God’s “tests” are meant to strengthen the person in their walk with Him, and also accomplish His purposes. That is certainly the case here with Abraham. But it is important to understand that God testing Abraham is not unique because there are many times in the Bible that God “tested” people by asking them to do things for His purposes that the person did not want to do, but the word “test” is not in the text. Actually, on the most basic level, every person is tested by God. God commands people to do things, such as live a godly life, with the intention that people will obey and pass the “test,” and that is the basic idea behind verses that say God tests the heart (cp. 1 Chron. 29:17; Ps. 7:9; 26:2; Jer. 11:20; 17:10).
However, beyond God’s test to every person as to whether or not they will obey Him, God sometimes has specific jobs for people to do that severely test them because the job is unpleasant, a lot of work, or even dangerous. For example, God told Jeremiah not to marry (Jer. 16:1-4), not to go into a house where people were mourning the dead (Jer. 16:6-7), and to make a yoke with straps and crossbars and wear it around (Jer. 27). God had Ezekiel act out a number of prophecies; for example, to draw the city of Jerusalem on a tile and lay siege to it (Ezek. 4:1-3). Also, to lie on his left side for 390 days, then on his right side for 40 days (Ezek. 4:4-8). Also, to eat very little and drink very little, and bake his food over dung (Ezek. 4:9-17).
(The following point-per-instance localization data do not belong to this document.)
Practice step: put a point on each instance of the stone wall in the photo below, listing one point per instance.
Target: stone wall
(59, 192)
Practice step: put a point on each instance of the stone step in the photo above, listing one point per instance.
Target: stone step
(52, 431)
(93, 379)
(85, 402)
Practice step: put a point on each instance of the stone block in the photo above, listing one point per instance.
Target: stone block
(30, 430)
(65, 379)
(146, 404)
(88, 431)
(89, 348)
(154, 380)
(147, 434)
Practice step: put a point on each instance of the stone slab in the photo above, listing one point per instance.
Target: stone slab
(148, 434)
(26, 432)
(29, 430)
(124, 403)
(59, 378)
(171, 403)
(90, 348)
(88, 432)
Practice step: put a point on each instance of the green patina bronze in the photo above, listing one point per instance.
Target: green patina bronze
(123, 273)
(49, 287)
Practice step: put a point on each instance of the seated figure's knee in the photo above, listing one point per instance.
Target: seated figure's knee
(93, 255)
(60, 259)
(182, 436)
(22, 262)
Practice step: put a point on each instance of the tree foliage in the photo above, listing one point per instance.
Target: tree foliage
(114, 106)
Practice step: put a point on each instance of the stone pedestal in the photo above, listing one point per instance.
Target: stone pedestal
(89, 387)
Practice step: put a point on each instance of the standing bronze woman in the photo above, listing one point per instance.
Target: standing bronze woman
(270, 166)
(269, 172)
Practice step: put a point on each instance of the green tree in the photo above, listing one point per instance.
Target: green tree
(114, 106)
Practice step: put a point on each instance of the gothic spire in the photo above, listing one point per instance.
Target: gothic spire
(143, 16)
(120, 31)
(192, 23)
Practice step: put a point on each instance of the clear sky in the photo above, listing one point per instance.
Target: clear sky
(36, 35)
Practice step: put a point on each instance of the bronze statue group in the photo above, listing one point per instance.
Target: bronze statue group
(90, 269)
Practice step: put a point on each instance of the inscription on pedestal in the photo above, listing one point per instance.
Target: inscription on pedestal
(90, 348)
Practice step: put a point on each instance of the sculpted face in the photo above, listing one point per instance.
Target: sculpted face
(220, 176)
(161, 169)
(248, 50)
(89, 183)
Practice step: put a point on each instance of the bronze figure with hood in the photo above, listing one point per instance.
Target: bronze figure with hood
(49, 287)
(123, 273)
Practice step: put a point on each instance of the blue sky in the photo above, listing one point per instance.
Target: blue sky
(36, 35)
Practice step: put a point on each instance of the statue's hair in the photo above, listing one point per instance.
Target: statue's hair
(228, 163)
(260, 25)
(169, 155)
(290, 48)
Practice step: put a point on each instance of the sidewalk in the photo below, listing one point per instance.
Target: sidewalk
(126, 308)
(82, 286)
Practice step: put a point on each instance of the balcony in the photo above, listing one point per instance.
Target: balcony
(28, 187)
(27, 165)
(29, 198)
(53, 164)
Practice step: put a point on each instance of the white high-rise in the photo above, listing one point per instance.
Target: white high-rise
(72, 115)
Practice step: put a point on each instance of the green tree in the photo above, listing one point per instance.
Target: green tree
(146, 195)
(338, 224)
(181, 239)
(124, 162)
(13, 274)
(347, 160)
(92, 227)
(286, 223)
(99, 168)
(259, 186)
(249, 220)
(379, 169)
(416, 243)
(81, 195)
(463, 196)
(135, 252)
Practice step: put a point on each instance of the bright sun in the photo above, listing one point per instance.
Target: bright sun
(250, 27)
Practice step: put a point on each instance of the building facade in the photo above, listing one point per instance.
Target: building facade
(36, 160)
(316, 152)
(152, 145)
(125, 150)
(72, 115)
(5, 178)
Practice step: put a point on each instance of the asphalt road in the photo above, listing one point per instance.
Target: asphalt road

God also told Ezekiel to shave his head and beard (Ezek. 5:1-13), and to leave Jerusalem as if going into exile (Ezek. 12:2-6). God told Hosea to marry a prostitute (Hos. 1:2-3). God told Amos, who was from Judah, to go into Israel and prophesy against it, a very dangerous assignment (Amos 7:10-17), and similarly, God told Jonah to leave Israel and prophesy against Assyria, which was also a very dangerous assignment (Jonah 1:1). The point is that although God’s asking Abraham to sacrifice Isaac was no doubt very challenging, it was not completely out of line with what God has asked of other people, especially since God knew He was going to stop Abraham before he killed Isaac.
In Genesis 22 God tested both Abraham and Isaac, although the text only uses the word “test” of Abraham. Abraham had to be willing to sacrifice his son, and Isaac had to be willing to die at the request of his father. Both tests were difficult, and both were necessary. God did not test them “for fun.” The prophetic picture produced by the willing participation of Abraham and Isaac produced the clearest depiction in the whole Bible of the willing sacrifices made by God the Father who gave His Son and Jesus Christ the Son as he willingly gave his life. Abraham’s love and obedience to God and Isaac’s love and trust in his father is an example that has now shown brightly down through some 4,000 years of human history. That clear example no doubt helped Jesus Christ understand his role in the salvation of all who would believe, and has helped many better understand the singular sacrifice of Christ as well as the difficult sacrifices we must sometimes make in this fallen world in order to help others.
Once we understand that God does “test” people the way He tested Abraham and many of the prophets, we are better prepared mentally for whatever the Lord may have for us to do. Actually, some of the things that God asks of every Christian, such as sharing their faith with others, can severely test some people, but God wants us to succeed and we should want to participate in His plan to save every person on earth.